The Light of the World
“…I am the light of the world” (RSV, John 9:5)
Our Lord spoke these words as he prepared to heal a blind man in Jerusalem and in speaking them he turned the miracle into an acted parable. The man in question had been born blind and Our Lord gave him his sight, by anointing his eyes with clay and sending him to wash them clean in the nearby pool of Siloam.
That blind man is symbolic of the state of inner blindness in which you and I and everyone else were born into this world. That blindness is both intellectual and spiritual, being an ignorance both of God himself and of the state of our real selves in his sight.

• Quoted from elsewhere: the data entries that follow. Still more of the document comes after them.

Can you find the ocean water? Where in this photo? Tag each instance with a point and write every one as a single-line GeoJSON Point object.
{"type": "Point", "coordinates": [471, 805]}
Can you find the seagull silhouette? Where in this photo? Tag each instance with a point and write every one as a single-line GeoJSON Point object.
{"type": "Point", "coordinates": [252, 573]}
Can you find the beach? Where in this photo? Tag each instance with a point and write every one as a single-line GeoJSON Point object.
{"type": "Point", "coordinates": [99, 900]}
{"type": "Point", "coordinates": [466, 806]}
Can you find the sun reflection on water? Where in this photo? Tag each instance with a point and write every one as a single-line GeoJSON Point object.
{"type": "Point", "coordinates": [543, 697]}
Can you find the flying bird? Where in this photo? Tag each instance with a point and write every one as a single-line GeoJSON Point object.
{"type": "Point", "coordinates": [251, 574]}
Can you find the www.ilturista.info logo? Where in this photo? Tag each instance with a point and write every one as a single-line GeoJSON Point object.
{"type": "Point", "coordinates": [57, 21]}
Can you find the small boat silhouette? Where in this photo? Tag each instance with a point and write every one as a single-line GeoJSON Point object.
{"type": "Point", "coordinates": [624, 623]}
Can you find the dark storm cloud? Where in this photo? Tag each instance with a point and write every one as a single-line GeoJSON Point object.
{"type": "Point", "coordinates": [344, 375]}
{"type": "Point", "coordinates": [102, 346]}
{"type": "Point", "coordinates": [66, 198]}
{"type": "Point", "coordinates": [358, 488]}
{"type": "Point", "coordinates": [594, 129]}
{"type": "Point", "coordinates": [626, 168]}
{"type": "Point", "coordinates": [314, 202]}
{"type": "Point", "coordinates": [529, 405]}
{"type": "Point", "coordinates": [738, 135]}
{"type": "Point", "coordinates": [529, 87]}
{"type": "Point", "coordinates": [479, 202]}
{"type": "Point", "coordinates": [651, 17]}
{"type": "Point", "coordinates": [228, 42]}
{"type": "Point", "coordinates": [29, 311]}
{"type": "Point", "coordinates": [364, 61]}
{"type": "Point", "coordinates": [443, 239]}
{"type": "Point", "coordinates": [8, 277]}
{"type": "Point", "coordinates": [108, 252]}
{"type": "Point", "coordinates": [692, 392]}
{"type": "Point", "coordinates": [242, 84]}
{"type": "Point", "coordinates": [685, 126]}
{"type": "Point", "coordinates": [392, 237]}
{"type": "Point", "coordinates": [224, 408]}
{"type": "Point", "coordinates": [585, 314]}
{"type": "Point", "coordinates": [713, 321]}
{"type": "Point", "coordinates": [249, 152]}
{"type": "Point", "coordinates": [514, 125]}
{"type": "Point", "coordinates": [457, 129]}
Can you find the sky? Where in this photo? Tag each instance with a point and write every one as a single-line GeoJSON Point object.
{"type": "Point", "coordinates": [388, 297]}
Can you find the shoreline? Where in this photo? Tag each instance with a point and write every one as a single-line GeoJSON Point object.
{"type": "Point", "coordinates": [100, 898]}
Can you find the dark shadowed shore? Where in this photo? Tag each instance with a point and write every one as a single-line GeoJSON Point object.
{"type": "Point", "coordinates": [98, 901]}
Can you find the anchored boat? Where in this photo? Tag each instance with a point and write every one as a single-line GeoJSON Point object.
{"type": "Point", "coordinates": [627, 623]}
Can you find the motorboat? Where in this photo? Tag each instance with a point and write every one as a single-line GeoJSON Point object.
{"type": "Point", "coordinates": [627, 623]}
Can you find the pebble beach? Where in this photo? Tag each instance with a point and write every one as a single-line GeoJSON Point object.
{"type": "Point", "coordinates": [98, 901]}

Suppose that, like Tarzan in the story, you had been lost in the jungle in your infancy, and had been nurtured and brought up by the creatures of the wild. You would know nothing about God: your reason might lead you to speculate on the cause of life around you, but you would probably get no farther than did primitive human beings and attribute it to the sun.
You would be entirely ignorant about the purpose of your creation and equally ignorant of all God has done, in the Person of Jesus Christ, to make possible the final fulfilment of that purpose, namely, the eternal enjoyment of God’s visible Presence.
Those truths, and many others, which are so familiar to us now, have not come to us by instinct nor by reason. They have been revealed by Our Lord Jesus Christ and communicated to us through his Church.